El silencio

Me he pasado la vida intentando acercarme a Dios, y lo único que he encontrado es silencio. Llevo días masticando estas palabras pronunciadas por un pastor alcohólico a Rust Cohel, el personaje interpretado por Matthew McConaughey en la serie True Detective, una ficción tan real, que asusta imaginar un mundo tan enfermo por Dios, y al mismo tiempo tan dejado de la mano de Dios.

En este retrato de una Lousiana pobre, paleta y embrutecida, Dios está en la maldad de casi todo el que respira. Si Dios es venganza, existe. Si Dios es violencia, existe. Si Dios es poder, existe. Y si Dios es el medio que justifica cualquier fin, sobre todo si implica el daño físico o emocional del prójimo, existe.

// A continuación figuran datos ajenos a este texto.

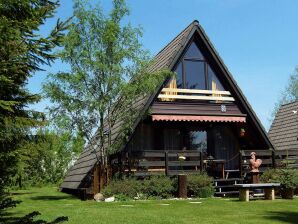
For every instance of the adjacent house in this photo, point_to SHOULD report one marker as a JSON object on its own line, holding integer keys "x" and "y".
{"x": 284, "y": 135}
{"x": 201, "y": 114}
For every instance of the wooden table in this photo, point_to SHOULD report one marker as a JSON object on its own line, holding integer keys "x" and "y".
{"x": 268, "y": 188}
{"x": 217, "y": 162}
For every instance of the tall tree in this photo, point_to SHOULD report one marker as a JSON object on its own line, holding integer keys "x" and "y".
{"x": 45, "y": 158}
{"x": 22, "y": 52}
{"x": 104, "y": 53}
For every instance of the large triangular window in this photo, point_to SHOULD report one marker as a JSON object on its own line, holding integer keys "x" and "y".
{"x": 194, "y": 72}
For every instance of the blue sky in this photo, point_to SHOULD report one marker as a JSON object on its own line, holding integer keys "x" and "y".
{"x": 257, "y": 40}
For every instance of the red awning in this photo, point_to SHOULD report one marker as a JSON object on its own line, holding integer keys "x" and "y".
{"x": 198, "y": 118}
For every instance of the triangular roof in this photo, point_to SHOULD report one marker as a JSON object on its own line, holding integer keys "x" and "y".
{"x": 284, "y": 129}
{"x": 166, "y": 59}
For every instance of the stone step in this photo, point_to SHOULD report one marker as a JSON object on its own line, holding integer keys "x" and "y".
{"x": 224, "y": 193}
{"x": 228, "y": 180}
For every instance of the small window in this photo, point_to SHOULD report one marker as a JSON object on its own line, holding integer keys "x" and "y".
{"x": 198, "y": 141}
{"x": 193, "y": 52}
{"x": 194, "y": 74}
{"x": 179, "y": 76}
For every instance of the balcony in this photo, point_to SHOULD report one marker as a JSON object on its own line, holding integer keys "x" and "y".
{"x": 172, "y": 94}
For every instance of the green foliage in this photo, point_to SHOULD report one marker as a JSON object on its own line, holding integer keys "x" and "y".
{"x": 200, "y": 185}
{"x": 153, "y": 187}
{"x": 290, "y": 93}
{"x": 269, "y": 176}
{"x": 288, "y": 178}
{"x": 158, "y": 186}
{"x": 45, "y": 158}
{"x": 104, "y": 52}
{"x": 22, "y": 52}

No es que a lo largo y cada vez más ancho de mi vida me haya esforzado mucho por tropezar con Dios. Casi siempre he contado con su silencio. El día de mi primera comunión, por ejemplo, me fui del partido. Ni iba bien uniformado, ni estaba listo para esa emocionante experiencia infantil de comerme el cuerpo de Cristo. Meses después lancé por primera vez la dichosa pregunta a un compañero de colegio (Ignacio García Fornet, profesor de Literatura y un indie de pro, hoy en día) al volver del recreo: ¿Tú crees en Dios? Mi miró como si le acabara de morder una oreja. Claro que sí, creo que fue su respuesta. Desde aquella mañana fui reforzando la idea de que estaba solo en el mundo. Nadie escuchaba mis ruegos sobre faldas que volaban o goles por la escuadra (quizá solo Zidane ha estado a la altura de las expectativas en las últimas tres décadas).

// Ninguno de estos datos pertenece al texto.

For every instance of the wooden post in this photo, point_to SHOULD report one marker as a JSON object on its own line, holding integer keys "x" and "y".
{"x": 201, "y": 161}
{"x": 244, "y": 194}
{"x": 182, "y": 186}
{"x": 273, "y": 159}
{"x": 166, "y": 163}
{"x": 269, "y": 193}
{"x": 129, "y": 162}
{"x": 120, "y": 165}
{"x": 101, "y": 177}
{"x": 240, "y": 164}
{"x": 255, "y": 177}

Y será por mi sordera, que no deja de sorprenderme el empeño de muchos de los que me rodean por tropezar una y otra vez con ese silencio. Ya sea persiguiendo el éxtasis frente a una imagen religiosa en busca de alivio, o para vaciar el alma y la mala conciencia del que camina por su existencia descuartizando a todo el que le impide avanzar. Solo soy capaz de comprender la búsqueda de consuelo de quienes remueven ese silencio cuando su vida o la vida de alguien a quien aman corre peligro.

Sí que tengo claro que los hombres me parecen más peligrosos cuando están convencidos de contar con el aval de Dios. Así es más fácil hacer daño, porque cuando el perdón que reposa la culpa se suaviza con la indulgencia divina, ¿dónde está el límite? Pienso en hombres y mujeres religiosos a los que quiero, y reconozco que son pocos los que me inquietan. Eso sí, entre los desconocidos uno me preocupa especialmente, nuestro ministro del Interior Jorge Fernández Díaz, el mismo peregrino que acaba de conceder la máxima condecoración policial a la cofradía María Santísima del Amor, el mismo peregrino que mira la frontera marroquí como un lugar sin cabida para la humanidad.